The VAE on the right plots the two core mean values on the graph x-y axes. Each mean-pair can generate many representations, suggested by the wider diameter of the display dot. Additionally, VAE architecture encourages image representations to be close to each other, greatly reducing the unknown area gaps between data points. [Click on image for larger view.] Figure 4: Synthetic Images Generated by Variational Autoencoder
Figure 4 shows 100 synthetic images generated by a VAE with core representation of two values. One hundred pairs of values were fed to the decoder part of the VAE and the output 784 pixels were graphed. You can see that most of the synthetic images look as though they could have come from the real MNIST dataset. For example, the input of (0.4, 0.4) generated a very realistic "6" image.

Wrapping Up
Variational autoencoders were originally designed to generate simple synthetic images. Since their introduction, VAEs have been shown to work quite well with images that are more complex than simple 28 x 28 MNIST images. For example, it is possible to use a VAE to generate very realistic looking images of people. VAEs can also be used to generate synthetic text documents that read as though they were written by a real person, and VAEs can generate synthetic music.

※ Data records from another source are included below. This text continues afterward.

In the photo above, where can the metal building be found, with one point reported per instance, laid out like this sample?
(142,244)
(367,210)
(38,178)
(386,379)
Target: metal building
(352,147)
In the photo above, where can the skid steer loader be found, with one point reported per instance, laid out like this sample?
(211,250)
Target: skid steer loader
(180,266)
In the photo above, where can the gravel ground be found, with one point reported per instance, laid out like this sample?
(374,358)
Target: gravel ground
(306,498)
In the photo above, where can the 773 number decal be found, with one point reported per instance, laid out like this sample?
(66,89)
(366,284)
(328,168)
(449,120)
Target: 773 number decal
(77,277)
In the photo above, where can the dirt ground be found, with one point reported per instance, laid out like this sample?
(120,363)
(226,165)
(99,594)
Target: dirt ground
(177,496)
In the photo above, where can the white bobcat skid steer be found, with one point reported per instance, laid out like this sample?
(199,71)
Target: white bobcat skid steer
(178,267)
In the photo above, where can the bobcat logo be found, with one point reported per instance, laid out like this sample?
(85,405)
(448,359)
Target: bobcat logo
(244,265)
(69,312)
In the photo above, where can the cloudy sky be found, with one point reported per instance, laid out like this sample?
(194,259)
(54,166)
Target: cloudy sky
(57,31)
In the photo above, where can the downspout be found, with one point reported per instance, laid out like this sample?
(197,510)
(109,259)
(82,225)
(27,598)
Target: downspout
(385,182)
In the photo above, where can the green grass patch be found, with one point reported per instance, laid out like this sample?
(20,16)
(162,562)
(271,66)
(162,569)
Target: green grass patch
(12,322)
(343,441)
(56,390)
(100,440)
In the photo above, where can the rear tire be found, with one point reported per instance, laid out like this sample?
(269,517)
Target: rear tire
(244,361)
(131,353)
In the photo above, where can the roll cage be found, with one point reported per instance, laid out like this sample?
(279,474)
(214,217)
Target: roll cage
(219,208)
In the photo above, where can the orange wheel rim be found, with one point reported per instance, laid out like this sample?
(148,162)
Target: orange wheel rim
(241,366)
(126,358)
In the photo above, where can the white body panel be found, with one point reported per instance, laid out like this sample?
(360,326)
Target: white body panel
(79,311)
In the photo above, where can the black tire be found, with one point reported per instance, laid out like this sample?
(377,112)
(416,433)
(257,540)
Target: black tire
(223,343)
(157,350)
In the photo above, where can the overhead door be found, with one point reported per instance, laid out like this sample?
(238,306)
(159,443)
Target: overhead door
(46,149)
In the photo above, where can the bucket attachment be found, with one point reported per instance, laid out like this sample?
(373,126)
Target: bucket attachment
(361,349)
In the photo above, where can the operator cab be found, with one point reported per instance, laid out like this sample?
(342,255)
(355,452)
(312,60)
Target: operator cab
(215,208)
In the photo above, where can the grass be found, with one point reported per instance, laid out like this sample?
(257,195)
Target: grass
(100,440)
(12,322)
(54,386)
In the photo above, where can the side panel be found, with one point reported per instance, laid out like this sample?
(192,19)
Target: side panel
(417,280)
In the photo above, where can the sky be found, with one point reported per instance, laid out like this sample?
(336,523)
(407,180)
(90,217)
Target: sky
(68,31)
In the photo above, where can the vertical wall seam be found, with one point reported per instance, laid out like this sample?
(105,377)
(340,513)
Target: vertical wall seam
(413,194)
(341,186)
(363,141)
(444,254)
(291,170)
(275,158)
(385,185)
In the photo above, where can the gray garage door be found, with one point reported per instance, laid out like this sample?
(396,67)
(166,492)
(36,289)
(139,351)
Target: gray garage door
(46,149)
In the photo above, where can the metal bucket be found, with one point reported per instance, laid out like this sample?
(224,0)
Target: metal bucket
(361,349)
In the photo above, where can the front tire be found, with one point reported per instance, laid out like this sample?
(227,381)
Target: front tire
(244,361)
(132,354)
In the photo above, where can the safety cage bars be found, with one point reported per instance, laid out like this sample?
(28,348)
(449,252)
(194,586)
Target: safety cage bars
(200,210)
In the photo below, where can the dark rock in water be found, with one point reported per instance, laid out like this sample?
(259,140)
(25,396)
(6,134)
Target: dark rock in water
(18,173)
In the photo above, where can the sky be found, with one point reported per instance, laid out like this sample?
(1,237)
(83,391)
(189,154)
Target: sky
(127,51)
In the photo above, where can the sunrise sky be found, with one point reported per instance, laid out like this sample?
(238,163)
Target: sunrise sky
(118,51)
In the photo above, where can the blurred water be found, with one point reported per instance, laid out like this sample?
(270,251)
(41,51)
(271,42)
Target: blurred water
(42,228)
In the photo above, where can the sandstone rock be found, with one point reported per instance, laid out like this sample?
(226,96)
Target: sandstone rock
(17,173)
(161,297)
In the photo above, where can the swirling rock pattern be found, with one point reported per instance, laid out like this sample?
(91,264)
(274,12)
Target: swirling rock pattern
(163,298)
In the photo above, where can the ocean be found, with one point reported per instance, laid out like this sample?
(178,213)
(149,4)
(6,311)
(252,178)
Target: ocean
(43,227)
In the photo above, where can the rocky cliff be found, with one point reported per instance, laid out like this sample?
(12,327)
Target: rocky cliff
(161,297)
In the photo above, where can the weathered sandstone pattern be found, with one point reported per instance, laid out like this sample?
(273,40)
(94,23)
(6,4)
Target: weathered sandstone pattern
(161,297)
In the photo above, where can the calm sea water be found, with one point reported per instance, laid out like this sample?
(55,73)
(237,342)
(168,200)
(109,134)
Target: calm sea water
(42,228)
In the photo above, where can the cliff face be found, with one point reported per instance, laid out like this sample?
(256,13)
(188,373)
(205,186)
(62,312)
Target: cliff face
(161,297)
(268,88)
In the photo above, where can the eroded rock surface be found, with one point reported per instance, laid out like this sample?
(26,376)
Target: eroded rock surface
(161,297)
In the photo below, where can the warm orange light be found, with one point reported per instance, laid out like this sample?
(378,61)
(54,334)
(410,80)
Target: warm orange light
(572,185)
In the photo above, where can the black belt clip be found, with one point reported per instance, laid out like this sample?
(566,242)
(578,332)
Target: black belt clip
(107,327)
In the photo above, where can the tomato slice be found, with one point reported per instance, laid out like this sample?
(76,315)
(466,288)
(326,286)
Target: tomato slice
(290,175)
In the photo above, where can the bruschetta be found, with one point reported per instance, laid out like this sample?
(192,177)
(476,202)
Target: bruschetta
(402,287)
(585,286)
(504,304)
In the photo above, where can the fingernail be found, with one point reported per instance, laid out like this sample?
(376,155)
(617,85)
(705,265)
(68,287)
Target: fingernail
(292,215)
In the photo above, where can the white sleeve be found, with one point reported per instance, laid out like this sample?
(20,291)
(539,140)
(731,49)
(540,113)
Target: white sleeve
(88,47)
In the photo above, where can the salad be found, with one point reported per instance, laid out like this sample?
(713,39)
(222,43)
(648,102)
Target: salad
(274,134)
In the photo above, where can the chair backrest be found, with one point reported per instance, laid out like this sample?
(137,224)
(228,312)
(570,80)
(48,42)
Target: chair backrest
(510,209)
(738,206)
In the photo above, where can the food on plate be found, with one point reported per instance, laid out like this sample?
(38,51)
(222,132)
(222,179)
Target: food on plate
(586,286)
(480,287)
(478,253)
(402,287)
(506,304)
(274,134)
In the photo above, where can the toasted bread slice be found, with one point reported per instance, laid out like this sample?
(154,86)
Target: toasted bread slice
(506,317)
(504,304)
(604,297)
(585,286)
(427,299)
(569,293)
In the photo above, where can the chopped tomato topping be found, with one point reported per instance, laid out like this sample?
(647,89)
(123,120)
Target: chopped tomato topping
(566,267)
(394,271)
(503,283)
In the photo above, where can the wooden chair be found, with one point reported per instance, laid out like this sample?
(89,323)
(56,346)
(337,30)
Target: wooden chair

Variational autoencoders are just one form of deep neural network that are designed to generate synthetic data. Other generative deep neural architectures include GANs (Generative Adversarial Networks), usually used for image generation, and BERT (Bidirectional Encoder Representations from Transformers), for natural language processing.

A question that's not so easy to answer is, "Why is there so much research effort aimed at generative models?" The usual explanation from researchers is that understanding how deep neural systems can generate synthetic data may give insights into cognition -- how humans acquire and learn knowledge. This would be a giant step forward towards the goal of creating general AI systems.

Other questions related to the ability to generate realistic synthetic data concern security. Dr. James McCaffrey, from Microsoft Research, commented, "There's no question that the ability to create realistic synthetic data using deep generative models such as VAEs raises serious security issues. I suspect that these sophisticated generative systems will increase the importance of ways to verify the provenance and authenticity of digital artifacts."